Theodore K. Lawless. MD (1892- 1971)
Black health/skincare has never been easy to manage because not all products and medicines are made for melanin skin, that’s why we must acknowledge Theodore K Lawless. He was born in Thibodaux, Louisiana, and soon after moved to New Orleans. Black Past states that,“ Lawless attended Straight University (now Dillard University) and transferred to Talladega College in Alabama where he graduated with an A.B. in 1914. He completed his MD in 1919 and MS in 1920, from the University of Kansas School of Medicine and Northwestern University Medical School in Chicago, respectively.
Dr. Lawless continued graduate studies at Columbia Medical School and Harvard Medical School before receiving further training in Europe. He studied abroad in Paris, France, Vienna, Austria and Freiburg, Germany, mastering dermatology programs and working in European hospitals before ultimately returning to Chicago in 1924.” When he returned to the United States, he opened his own private dermatology practice in Chicago which was widely recognized by the Black community.

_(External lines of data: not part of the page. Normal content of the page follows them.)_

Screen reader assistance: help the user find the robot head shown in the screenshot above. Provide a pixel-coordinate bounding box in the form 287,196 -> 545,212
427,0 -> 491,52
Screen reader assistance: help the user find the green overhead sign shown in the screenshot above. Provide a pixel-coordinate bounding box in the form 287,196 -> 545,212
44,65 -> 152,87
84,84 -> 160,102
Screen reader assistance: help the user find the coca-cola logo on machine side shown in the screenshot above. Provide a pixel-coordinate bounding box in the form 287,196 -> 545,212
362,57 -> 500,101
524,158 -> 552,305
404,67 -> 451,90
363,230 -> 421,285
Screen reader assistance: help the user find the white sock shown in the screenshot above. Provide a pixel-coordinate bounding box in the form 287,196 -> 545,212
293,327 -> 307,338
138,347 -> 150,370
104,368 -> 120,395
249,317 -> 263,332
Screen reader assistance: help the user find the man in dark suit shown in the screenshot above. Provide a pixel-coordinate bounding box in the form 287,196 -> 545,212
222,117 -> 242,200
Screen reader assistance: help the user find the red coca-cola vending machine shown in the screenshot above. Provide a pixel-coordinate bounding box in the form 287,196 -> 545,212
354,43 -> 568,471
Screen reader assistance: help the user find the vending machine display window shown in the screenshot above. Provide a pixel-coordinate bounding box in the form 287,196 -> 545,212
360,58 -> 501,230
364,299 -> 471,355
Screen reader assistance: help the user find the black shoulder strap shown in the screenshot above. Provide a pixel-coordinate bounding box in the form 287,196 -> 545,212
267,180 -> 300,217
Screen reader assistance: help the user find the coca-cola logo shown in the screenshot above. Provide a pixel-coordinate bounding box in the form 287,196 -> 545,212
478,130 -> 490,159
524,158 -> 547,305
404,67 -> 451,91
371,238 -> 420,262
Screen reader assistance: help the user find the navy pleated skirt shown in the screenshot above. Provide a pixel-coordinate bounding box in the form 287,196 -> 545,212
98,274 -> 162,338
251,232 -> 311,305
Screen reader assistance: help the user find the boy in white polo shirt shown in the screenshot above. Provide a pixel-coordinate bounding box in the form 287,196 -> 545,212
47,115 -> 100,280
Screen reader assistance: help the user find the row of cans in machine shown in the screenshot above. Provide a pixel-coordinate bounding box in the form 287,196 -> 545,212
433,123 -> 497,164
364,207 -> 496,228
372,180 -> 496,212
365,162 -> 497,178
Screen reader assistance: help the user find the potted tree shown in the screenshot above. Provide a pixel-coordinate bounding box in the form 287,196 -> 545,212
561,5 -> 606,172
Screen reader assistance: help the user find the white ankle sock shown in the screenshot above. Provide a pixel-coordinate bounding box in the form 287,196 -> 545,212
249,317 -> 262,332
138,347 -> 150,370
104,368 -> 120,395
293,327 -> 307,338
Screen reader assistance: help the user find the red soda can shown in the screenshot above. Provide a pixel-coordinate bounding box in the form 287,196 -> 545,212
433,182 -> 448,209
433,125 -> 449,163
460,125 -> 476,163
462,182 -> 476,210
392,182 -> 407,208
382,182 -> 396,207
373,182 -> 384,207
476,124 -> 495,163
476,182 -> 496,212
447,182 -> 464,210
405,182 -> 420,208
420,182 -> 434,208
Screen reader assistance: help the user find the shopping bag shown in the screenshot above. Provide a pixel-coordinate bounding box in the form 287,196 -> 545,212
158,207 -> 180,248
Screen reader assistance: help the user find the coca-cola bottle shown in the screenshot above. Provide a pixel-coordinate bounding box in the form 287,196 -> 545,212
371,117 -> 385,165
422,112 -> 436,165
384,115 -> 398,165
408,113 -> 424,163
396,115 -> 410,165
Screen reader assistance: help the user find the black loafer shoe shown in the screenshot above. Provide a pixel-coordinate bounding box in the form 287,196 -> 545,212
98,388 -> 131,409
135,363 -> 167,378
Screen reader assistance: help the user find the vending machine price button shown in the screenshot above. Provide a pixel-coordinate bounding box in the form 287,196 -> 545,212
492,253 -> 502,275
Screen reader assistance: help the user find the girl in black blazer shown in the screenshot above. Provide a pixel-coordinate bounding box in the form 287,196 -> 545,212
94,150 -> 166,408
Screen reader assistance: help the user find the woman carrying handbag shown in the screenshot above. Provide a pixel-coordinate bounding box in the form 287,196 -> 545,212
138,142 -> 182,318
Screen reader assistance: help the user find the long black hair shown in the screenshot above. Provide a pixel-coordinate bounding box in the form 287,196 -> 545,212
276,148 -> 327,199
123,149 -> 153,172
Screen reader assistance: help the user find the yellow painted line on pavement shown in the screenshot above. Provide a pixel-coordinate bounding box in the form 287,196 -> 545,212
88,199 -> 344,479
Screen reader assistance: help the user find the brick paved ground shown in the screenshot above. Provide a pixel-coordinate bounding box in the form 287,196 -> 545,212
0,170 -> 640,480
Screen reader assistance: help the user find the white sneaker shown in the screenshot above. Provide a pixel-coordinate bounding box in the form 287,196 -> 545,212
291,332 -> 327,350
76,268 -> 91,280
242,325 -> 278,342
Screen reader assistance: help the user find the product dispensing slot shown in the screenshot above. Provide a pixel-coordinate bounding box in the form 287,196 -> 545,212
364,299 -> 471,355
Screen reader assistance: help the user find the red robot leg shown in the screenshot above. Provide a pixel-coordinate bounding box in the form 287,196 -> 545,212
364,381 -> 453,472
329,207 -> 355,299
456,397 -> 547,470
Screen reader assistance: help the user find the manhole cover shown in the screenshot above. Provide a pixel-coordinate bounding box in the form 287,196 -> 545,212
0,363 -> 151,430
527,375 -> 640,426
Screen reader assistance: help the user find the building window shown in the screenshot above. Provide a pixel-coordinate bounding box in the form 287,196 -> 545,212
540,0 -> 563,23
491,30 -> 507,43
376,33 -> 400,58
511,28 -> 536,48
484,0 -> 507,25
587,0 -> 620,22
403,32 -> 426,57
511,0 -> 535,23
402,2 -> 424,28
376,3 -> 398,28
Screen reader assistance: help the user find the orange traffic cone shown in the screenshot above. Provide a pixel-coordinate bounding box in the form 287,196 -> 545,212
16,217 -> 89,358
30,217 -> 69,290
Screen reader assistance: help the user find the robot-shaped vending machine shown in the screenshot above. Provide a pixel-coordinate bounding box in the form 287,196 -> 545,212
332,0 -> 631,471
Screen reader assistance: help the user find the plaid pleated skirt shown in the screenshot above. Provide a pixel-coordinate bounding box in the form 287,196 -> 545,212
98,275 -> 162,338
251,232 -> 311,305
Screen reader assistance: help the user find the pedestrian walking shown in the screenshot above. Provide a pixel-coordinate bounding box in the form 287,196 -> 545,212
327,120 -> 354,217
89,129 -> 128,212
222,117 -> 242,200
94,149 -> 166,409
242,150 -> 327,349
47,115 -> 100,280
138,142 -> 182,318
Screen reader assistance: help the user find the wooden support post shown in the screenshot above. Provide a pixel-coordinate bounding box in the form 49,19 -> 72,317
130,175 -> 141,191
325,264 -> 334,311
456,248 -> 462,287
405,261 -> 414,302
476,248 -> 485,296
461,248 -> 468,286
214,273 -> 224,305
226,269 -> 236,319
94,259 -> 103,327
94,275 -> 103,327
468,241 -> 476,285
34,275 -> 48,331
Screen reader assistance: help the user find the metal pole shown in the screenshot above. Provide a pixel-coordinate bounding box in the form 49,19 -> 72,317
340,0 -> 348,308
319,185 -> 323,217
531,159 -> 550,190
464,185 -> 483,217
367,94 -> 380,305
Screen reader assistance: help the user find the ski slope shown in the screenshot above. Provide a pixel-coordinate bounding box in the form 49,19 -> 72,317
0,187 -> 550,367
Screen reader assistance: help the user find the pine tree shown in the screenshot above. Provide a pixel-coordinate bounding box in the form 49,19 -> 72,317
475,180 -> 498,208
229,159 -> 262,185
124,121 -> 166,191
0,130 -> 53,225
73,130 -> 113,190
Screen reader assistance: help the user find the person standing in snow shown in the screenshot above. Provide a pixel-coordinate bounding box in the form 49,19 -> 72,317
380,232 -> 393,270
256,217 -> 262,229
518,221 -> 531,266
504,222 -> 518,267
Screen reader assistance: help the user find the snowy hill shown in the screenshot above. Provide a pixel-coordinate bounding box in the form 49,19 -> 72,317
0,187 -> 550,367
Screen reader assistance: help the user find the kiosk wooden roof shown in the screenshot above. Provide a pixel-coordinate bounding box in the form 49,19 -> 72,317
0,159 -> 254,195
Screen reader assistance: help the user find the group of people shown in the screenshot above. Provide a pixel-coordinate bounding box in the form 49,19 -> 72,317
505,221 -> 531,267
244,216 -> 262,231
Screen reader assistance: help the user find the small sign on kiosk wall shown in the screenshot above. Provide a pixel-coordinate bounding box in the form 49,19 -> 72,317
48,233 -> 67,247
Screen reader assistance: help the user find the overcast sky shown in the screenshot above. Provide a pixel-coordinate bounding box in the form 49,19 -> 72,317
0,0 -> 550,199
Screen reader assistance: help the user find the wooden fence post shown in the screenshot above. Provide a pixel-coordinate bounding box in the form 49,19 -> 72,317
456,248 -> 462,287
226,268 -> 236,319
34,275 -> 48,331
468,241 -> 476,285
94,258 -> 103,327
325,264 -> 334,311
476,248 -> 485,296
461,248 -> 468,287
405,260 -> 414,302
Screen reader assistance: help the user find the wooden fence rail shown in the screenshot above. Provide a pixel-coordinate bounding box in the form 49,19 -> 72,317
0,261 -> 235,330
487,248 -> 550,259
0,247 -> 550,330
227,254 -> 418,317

Lawless wasn’t just a dermatologist, he was philanthropist. He gave so much of his time to his community that he saw nearly 100 patients daily with common and rare skin conditions. While maintaining his own practice, he was also a professor of syphilology and dermatology at his alma mater, Northwestern University, from 1924 to 1940. Lawless became the first Black member of Chicago’s Board of Health and was awarded the NAACP’s highest honor, the Moorland-Spingarn medal.

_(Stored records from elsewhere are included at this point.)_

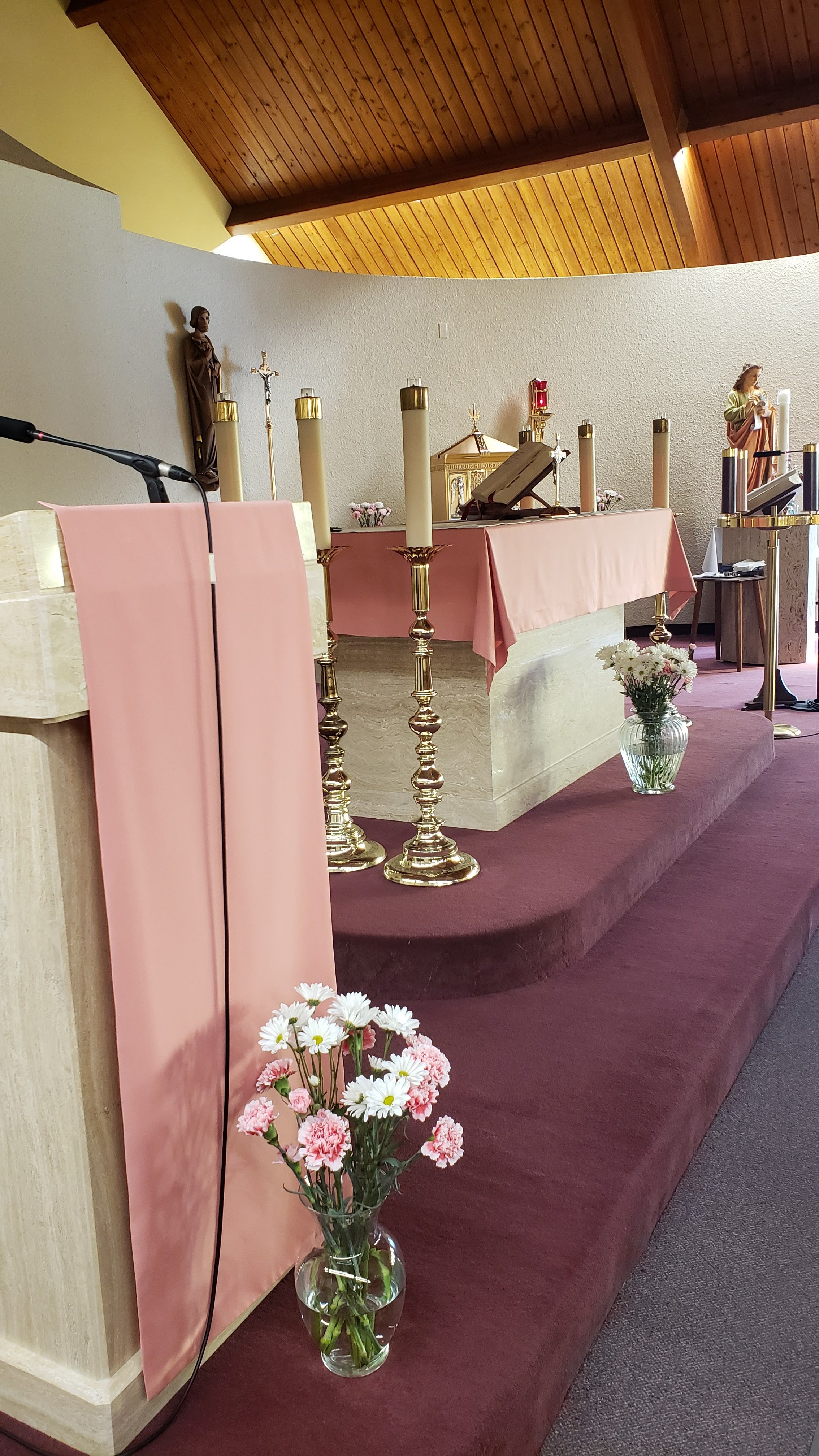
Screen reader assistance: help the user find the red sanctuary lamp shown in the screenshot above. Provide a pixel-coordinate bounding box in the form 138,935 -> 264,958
529,378 -> 549,413
526,378 -> 551,443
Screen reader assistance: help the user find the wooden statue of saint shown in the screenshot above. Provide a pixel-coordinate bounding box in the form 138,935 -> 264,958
182,306 -> 221,491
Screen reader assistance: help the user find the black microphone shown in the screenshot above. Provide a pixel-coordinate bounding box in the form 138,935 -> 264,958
0,415 -> 200,502
0,415 -> 36,446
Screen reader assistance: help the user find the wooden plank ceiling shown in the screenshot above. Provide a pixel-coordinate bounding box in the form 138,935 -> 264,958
69,0 -> 819,278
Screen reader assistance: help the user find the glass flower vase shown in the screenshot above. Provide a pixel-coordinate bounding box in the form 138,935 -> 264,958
618,703 -> 688,793
296,1210 -> 407,1376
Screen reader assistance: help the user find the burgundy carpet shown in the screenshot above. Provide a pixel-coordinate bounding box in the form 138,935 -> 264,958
331,705 -> 774,1003
6,655 -> 819,1456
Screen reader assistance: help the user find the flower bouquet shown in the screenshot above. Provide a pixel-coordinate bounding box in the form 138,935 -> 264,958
350,501 -> 392,527
236,984 -> 463,1376
598,641 -> 697,793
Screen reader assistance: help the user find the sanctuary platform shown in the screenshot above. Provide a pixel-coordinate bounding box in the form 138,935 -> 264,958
0,659 -> 819,1456
331,707 -> 774,1005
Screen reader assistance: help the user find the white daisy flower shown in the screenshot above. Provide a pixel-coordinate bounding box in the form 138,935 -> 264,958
385,1051 -> 427,1088
341,1078 -> 373,1118
296,982 -> 335,1006
276,1002 -> 312,1027
364,1072 -> 410,1120
259,1016 -> 290,1051
328,992 -> 373,1027
299,1016 -> 344,1057
373,1006 -> 418,1037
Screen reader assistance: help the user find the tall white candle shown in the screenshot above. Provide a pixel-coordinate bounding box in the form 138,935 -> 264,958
213,398 -> 245,501
577,419 -> 598,511
401,378 -> 433,546
651,415 -> 672,511
296,389 -> 331,550
777,389 -> 790,463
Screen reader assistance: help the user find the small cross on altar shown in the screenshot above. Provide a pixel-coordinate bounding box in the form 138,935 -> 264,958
251,350 -> 278,501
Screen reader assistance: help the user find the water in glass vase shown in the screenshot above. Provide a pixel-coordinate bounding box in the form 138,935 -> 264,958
296,1219 -> 407,1376
618,705 -> 688,793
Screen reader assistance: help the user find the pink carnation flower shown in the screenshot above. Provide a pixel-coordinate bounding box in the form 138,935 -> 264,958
299,1106 -> 353,1174
407,1080 -> 439,1123
421,1117 -> 463,1168
404,1032 -> 450,1088
236,1096 -> 276,1137
256,1057 -> 294,1092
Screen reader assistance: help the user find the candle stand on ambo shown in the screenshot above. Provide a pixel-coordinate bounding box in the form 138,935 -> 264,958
383,546 -> 481,885
316,546 -> 386,875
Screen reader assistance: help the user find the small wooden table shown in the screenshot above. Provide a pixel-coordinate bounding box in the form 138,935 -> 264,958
688,566 -> 765,673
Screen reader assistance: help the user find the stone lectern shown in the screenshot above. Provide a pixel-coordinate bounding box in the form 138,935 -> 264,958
0,507 -> 324,1456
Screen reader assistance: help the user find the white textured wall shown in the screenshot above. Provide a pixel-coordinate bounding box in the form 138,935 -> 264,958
0,166 -> 819,619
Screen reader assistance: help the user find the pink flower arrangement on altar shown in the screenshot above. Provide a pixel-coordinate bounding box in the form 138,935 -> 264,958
350,501 -> 392,527
236,982 -> 463,1374
236,983 -> 463,1216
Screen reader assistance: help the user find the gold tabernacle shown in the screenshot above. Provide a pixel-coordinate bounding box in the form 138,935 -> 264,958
383,546 -> 481,885
316,546 -> 386,875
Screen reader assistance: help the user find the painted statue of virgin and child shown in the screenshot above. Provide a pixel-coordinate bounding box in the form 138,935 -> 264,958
724,364 -> 777,495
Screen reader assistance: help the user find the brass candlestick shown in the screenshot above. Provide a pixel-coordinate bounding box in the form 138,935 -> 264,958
649,591 -> 672,646
383,546 -> 481,885
316,546 -> 386,875
762,505 -> 802,738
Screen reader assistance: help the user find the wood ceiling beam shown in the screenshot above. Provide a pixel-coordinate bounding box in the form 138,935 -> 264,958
681,82 -> 819,147
603,0 -> 726,268
228,122 -> 649,233
66,0 -> 150,29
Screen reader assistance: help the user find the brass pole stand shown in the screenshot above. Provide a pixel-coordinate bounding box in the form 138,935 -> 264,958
649,591 -> 672,646
762,505 -> 802,738
383,546 -> 481,885
316,546 -> 386,875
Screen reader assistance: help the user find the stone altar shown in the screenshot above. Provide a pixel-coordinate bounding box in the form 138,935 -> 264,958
338,607 -> 624,830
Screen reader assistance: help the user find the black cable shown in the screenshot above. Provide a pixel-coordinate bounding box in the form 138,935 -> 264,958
0,481 -> 230,1456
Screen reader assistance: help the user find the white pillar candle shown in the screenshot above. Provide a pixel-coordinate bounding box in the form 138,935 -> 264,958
577,419 -> 598,511
651,415 -> 672,511
213,398 -> 245,501
736,450 -> 748,515
777,389 -> 790,460
401,378 -> 433,546
296,389 -> 331,550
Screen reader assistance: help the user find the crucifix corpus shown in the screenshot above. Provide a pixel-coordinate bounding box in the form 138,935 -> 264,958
251,350 -> 278,501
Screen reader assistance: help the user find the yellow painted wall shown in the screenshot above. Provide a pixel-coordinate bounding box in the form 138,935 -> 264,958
0,0 -> 230,251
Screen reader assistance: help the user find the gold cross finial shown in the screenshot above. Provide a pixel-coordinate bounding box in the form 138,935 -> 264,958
251,350 -> 278,389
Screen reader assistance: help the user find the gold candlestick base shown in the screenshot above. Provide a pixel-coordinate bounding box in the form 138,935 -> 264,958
383,546 -> 481,887
316,546 -> 386,875
649,591 -> 672,646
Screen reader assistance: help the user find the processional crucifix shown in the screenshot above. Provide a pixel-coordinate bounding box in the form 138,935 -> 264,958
251,350 -> 278,501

Mary Beatrice Davidson Kenner(1912-2006)
Imagine changing the entire industry of women’s hygiene, but never getting recognition because you are Black. Mary Beatrice Davidson Kenner was born in Monroe, North Carolina into a family of innovative thinkers. According to Lemelson- MIT, “ As a young child, Kenner was always coming up with creative solutions to problems. At the precocious age of six, she attempted to invent a self-oiling door hinge. Other childhood inventions included putting a sponge at the tip of an umbrella to soak up rainwater, and a portable ashtray to attach to a cigarette pack. In 1924, the Davidson family moved to Washington, D.C. and Kenner graduated from Dunbar High School in 1931. She enrolled at Howard University, but subsequently dropped out due to financial constraints. To make ends meet, she held various jobs, and became a federal employee during World War II. After the war, Kenner became a professional florist, while simultaneously inventing in her free time. In 1951, Kenner married James “Jabbo” Kenner and the couple fostered five children, eventually adopting one son.
Kenner’s first patent came in 1957 for the sanitary belt, which was used to hold sanitary napkins in place. This was before adhesive maxi pads and tampons were invented. Although Kenner had invented the sanitary belt years before, she could not aﬀord to file for a patent, and she experienced racism in her quest to obtain a patent. “One day I was contacted by a company that expressed an interest in marketing my idea. I was so jubilant … I saw houses, cars and everything about to come my way,” Kenner remarked in Laura F. Jeﬀrey’s book, Amazing American Inventors of the 20th Century. “Sorry to say, when they found out I was black, their interest dropped.” Kenner never received any accolades or recognition for her inventions before her death in 2006, but she definitely should have.